One hundred fifty-one House Republicans voted against the bill,
85 voted for it. Wouldn’t the latter be more properly called
rebels, given that they rejected the position held by a vast
majority of their Republican colleagues? That of course would make
the re-elected Speaker their real rebel here.
Simon Templar| 1.3.13 @ 3:43PM
Yeah, Boner is a rebel. My god, you are an idiot.

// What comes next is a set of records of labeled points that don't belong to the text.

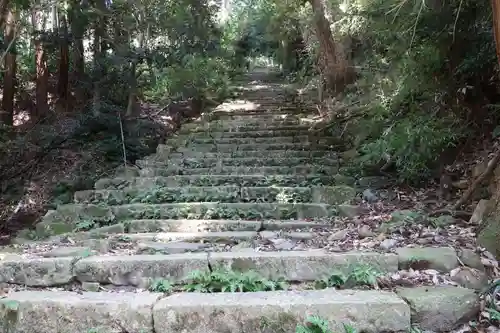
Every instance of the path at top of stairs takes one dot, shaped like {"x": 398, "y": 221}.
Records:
{"x": 247, "y": 189}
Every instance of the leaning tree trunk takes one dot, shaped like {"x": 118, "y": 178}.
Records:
{"x": 9, "y": 89}
{"x": 489, "y": 230}
{"x": 42, "y": 73}
{"x": 336, "y": 70}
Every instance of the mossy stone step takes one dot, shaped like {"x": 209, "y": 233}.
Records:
{"x": 221, "y": 180}
{"x": 231, "y": 194}
{"x": 241, "y": 170}
{"x": 164, "y": 152}
{"x": 210, "y": 236}
{"x": 219, "y": 162}
{"x": 71, "y": 217}
{"x": 302, "y": 266}
{"x": 260, "y": 133}
{"x": 192, "y": 140}
{"x": 242, "y": 128}
{"x": 229, "y": 148}
{"x": 283, "y": 311}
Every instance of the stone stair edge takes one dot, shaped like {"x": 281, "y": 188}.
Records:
{"x": 141, "y": 269}
{"x": 314, "y": 194}
{"x": 198, "y": 312}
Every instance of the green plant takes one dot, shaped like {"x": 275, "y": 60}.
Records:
{"x": 161, "y": 285}
{"x": 224, "y": 280}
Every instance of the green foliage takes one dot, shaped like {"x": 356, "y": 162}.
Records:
{"x": 362, "y": 275}
{"x": 161, "y": 286}
{"x": 224, "y": 280}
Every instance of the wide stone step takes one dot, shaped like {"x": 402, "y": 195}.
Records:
{"x": 211, "y": 236}
{"x": 240, "y": 170}
{"x": 281, "y": 311}
{"x": 214, "y": 162}
{"x": 211, "y": 127}
{"x": 221, "y": 180}
{"x": 67, "y": 218}
{"x": 365, "y": 310}
{"x": 140, "y": 270}
{"x": 231, "y": 148}
{"x": 231, "y": 194}
{"x": 163, "y": 152}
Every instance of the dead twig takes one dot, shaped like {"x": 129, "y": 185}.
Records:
{"x": 484, "y": 176}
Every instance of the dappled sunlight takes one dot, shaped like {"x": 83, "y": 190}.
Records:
{"x": 237, "y": 105}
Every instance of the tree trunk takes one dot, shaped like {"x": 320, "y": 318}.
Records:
{"x": 335, "y": 68}
{"x": 9, "y": 89}
{"x": 63, "y": 70}
{"x": 78, "y": 24}
{"x": 489, "y": 230}
{"x": 42, "y": 74}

Now, that really, sincerely is the most ridiculous article I have ever read here. Congratulations.
Redfray | 1.3.13 @ 4:45PM
To the life of me, I can't understand the republican party. They have to be much worse than the democrat party. The speaker has sold us down the stream everytime he has negotiated any house bill. How can the people we elected not see how stupid they are. I'm very sure I want vote for any of my federal people in the next election. They don't care about me, nor do they care about our country. All they want is to get reelected. How do we stop this terrible actions by our elected leaders? Of course most are not leaders. I hope this gun control play by federal or state governments starts a war, that will make these elected people take notice.
spike59| 1.4.13 @ 5:52AM
The 151 are called 'rebels' because they voted against the wished of His Royal Inadequacy; the election is over, and the MSM is simply reminding us that we are all supposed to bow down or something...
Occam's Tool| 1.4.13 @ 6:20PM
The WSJ EDITORIAL page is Conservative; the reporting is pure Liberalism.